4.10 Intellectual Property. (a) Such Grantor (either itself or through licensees) will not, without the prior written consent of the Collateral Agent, discontinue use of any Material Intellectual Property, or do any act or omit to do any act whereby any Material Intellectual Property may lapse, become abandoned, cancelled, dedicated to the public, forfeited, or otherwise impaired, or abandon any application or any right to file an application for a Copyright, Patent, or Trademark constituting Material Intellectual Property.
(b) Such Grantor shall take all reasonable steps, including in any proceeding before the United States Patent and Trademark Office, the United States Copyright Office, any state registry or any foreign counterpart of the foregoing, to pursue any application and maintain any registration or issuance of each Trademark, Patent, and Copyright owned by or exclusively licensed to such Grantor and constituting Material Intellectual Property, including, but not limited to, those applications and registrations listed on Schedule 5.

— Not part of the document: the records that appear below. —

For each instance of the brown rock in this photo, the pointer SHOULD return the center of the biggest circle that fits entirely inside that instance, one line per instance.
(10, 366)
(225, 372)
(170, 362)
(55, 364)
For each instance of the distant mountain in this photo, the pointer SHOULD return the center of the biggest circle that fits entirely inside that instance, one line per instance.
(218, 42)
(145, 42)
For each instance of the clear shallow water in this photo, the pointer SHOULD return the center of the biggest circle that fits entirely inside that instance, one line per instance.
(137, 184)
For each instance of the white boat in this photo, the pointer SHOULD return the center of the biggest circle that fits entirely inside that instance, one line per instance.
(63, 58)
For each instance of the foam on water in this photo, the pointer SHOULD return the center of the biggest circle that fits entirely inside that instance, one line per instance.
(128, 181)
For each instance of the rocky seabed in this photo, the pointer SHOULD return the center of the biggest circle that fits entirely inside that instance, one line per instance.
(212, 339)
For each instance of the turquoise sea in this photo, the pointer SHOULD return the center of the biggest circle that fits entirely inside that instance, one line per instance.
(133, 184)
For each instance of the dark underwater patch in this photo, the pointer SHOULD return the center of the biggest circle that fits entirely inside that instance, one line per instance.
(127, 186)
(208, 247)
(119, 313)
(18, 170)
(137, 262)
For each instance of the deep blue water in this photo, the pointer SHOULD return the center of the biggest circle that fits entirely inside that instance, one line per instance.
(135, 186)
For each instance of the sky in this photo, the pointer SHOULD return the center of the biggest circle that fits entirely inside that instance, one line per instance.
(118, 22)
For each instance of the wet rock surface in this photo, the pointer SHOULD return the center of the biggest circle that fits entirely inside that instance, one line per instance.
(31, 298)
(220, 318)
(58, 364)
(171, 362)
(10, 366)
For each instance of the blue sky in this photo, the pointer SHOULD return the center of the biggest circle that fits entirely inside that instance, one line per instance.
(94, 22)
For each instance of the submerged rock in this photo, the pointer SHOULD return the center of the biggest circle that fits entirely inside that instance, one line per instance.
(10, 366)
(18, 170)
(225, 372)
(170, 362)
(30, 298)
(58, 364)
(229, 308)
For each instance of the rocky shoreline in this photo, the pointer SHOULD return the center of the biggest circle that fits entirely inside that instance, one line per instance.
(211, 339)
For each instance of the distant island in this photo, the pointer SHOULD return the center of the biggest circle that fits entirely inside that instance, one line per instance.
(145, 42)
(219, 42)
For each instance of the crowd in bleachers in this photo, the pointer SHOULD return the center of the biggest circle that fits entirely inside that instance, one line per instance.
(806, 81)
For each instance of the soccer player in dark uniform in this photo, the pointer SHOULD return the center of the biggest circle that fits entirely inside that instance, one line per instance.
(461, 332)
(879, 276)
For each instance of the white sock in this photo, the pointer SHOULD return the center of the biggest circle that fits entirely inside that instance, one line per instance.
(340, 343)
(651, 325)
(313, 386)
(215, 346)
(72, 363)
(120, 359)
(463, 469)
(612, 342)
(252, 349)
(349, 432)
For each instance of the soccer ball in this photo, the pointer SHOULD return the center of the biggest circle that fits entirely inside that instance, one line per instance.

(c) Such Grantor agrees that, should it hereafter (i) obtain an ownership interest in any item of Intellectual Property, (ii) obtain an exclusive license to any Copyrights, (iii) (either by itself or through any agent, employee, licensee, or designee) file any application for the registration or issuance of any Intellectual Property with the United States Patent and Trademark Office, the United States Copyright Office, or any similar office or agency in any other country or in any political subdivision of any of the foregoing, or (iv) should it file a Statement of Use or an Amendment to Allege Use with respect to any “intent-to-use” Trademark application (the items in clauses (i), (ii) (iii) and (iv), collectively, the “After-Acquired Intellectual Property”), then the provisions of Section 2 shall automatically apply thereto, and any such After-Acquired Intellectual Property shall automatically become part of the Collateral, and such Grantor shall give prompt (and, in any event within five (5) Business Days after the last day of the fiscal quarter in which such Grantor acquires such ownership interest) written notice thereof to the Collateral Agent in accordance herewith, and shall provide the Collateral Agent promptly (and, in any event within five (5) Business Days after the last day of the fiscal quarter in which such Grantor acquires such ownership interest) with an amended Schedule 5 hereto and promptly take the actions specified in Section 4.10(d) with respect thereto.